I often think we’ve learned nothing in this pandemic, and I’m so disappointed by that. I wish that this huge moment in our lives had made us stop and: realize we’re more alike than different; agree on social safety nets that actually help; give into the idea that if we pay people to do what they love, they will be happier. Instead, it seems like we’re in this fourth (?) wave and we’ve got people on the front lines who are burned out; people still refusing to wear masks or still somehow wearing them below their noses; a system more run by economics than health, well-being, or joy. 

Of course there have been moments of coming together during this time. We are, after all, wearing masks for the most part. And science is amazing: these vaccines! these boosters! Where did they come from so quickly? From the brains of brilliant people who have studied such things for a long time, who put their knowledge together so that we could all benefit. 

Remember how in the beginning of the pandemic, there were shopping times at grocery stores specifically for older people, for people at higher risk? Remember how strangers clapped for healthcare workers? Remember how people chalked encouraging messages on the sidewalks: we’re in this together?


On Christmas, I found out that my baby and I had been directly exposed to Covid. One of the dearest people in our small circle – who is vaccinated and responsible – tested positive. My blood ran cold; we’ve been so careful. She sobbed, worried that my baby would contract it, and that broke my heart too: it was not her fault. Of course. 

So we followed the CDC guidelines; my baby went into quarantine. He had a great time. We spent our days toddling around the house, played the best games with the laundry basket, tried new foods. When the weather was good, we went for walks outside, or to the beach. He pointed a lot, and we walked where he wanted to go. He smiled and laughed and I did too. 

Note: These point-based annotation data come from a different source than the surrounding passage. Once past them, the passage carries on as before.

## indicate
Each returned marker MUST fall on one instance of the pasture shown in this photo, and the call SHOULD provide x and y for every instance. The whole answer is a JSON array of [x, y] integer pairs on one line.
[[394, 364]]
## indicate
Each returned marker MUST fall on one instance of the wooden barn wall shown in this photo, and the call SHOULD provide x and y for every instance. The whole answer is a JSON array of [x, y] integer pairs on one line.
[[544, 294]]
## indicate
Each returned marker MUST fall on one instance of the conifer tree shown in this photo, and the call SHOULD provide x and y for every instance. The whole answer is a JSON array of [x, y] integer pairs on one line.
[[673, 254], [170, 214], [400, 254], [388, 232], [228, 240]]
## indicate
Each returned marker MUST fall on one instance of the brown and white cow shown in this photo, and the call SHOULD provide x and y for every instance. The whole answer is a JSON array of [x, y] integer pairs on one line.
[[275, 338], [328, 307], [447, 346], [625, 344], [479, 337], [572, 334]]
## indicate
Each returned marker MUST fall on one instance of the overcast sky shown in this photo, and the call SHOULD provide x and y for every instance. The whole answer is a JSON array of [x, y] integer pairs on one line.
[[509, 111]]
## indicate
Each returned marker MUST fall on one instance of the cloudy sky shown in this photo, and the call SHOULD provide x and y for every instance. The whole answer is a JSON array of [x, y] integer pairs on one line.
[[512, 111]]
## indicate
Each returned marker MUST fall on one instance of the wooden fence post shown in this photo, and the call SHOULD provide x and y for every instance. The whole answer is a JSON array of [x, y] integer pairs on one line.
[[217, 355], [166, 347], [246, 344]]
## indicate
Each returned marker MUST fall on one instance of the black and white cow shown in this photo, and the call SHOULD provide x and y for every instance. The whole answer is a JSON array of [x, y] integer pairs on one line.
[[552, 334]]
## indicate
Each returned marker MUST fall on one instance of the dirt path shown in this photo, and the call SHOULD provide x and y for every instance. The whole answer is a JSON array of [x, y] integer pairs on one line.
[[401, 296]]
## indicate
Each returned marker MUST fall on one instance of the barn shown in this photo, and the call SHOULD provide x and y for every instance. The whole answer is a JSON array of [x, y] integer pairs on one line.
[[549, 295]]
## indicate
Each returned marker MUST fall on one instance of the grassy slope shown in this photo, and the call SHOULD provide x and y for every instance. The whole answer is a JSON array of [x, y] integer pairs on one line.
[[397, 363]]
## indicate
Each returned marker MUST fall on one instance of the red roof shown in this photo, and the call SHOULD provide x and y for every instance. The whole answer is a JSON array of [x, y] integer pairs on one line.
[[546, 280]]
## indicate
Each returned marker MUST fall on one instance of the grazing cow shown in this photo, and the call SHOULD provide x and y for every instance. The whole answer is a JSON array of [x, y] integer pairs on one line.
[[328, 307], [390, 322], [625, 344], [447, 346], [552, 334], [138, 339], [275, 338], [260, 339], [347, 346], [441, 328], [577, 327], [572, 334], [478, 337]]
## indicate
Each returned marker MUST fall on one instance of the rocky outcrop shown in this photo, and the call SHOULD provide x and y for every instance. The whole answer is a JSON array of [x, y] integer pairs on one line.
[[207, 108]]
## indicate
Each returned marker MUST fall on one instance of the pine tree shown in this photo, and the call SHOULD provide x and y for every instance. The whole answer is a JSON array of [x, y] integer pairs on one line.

I rapid-tested every morning; PCRed when I could. Negative negative negative negative. The pediatrician said not to test the baby unless he showed symptoms, which he never did. 

We are, it seems, fine. 

I can only think that’s because of my vaccine, booster, and – for him – breastmilk. I am enormously, gigantically grateful for all of that. I’d like to buy coffee – maybe something stronger – for everyone who has made it all possible: the scientists, the healthcare workers, the volunteers, my friends. 

Now it’s Monday, and it’s windy outside, and the virus still catches its ride on that breeze. I have to go to work. My baby has to go to daycare. I will put on my KN95 and I will worry and I will somehow find a way to pretend that everything is fine. 

6:26 a.m., the third of January. I am already exhausted. I have not yet figured out how to make time, much less put it on hold.